In a game not too long ago my partner and I left the field and discussed what we could have done better. I mentioned I didn’t consistently focus on when a foul would release by looking at the score clock. He mentioned that he wanted to come in bigger on a wiped goal. That was it. We walked off that field and drove out of the parking lot knowing we put out maximal effort as individual officials and showed excellent communication and consistency as a crew.
My friend and I talked over the phone the next day and found out that both of us woke up that morning knowing we gave both teams a good game. What was even better was that he and I were non-factors in the game. The players played, the coaches coached, and we only stepped in when needed, which wasn’t much as both teams played under control pretty much the whole game.
This is as close as officials get to winning a game. We get to step off a field with the rest of our crew and know without reservation that the crew did a great job. This is certainly a pride-filled moment, but like winning a game, the moment must be fully enjoyed and then put to the side before turning to the next game. Consider what tends to happen to a team that wins a very hard fought game, then two days later has to play the brand new lacrosse program in their conference. The players know they won a tough game earlier so maybe they get to slack off a bit in practice, or not take their next game as seriously as their last one.

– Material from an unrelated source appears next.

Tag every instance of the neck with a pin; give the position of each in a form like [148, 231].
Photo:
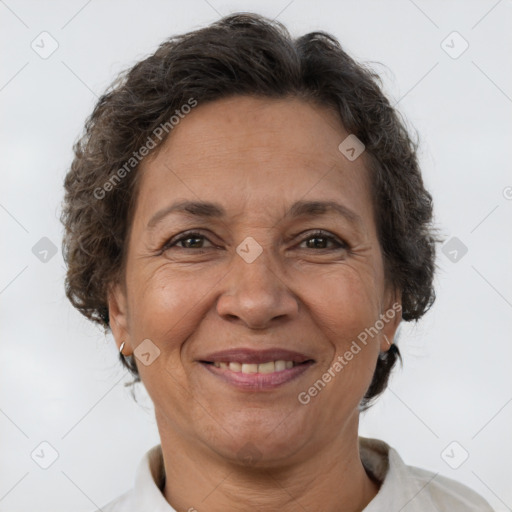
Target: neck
[330, 479]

The best teams around the country avoid that situation because their coaches never let them forget that winning a game against a strong opponent does not automatically put a notch in the win column against a weaker opponent. Officials can fall into this trap, and while we don’t have coaches to keep us on track we do have our fellow refs.
My friend and I got to feel really good about how we communicated to the players and coaches, and especially good about how consistent we were in our calls from the first whistle to the final horn. We patted each other on the back, but also reminded one another that the game was over. That way neither of us falls into the trap of thinking we’re too good for our next game.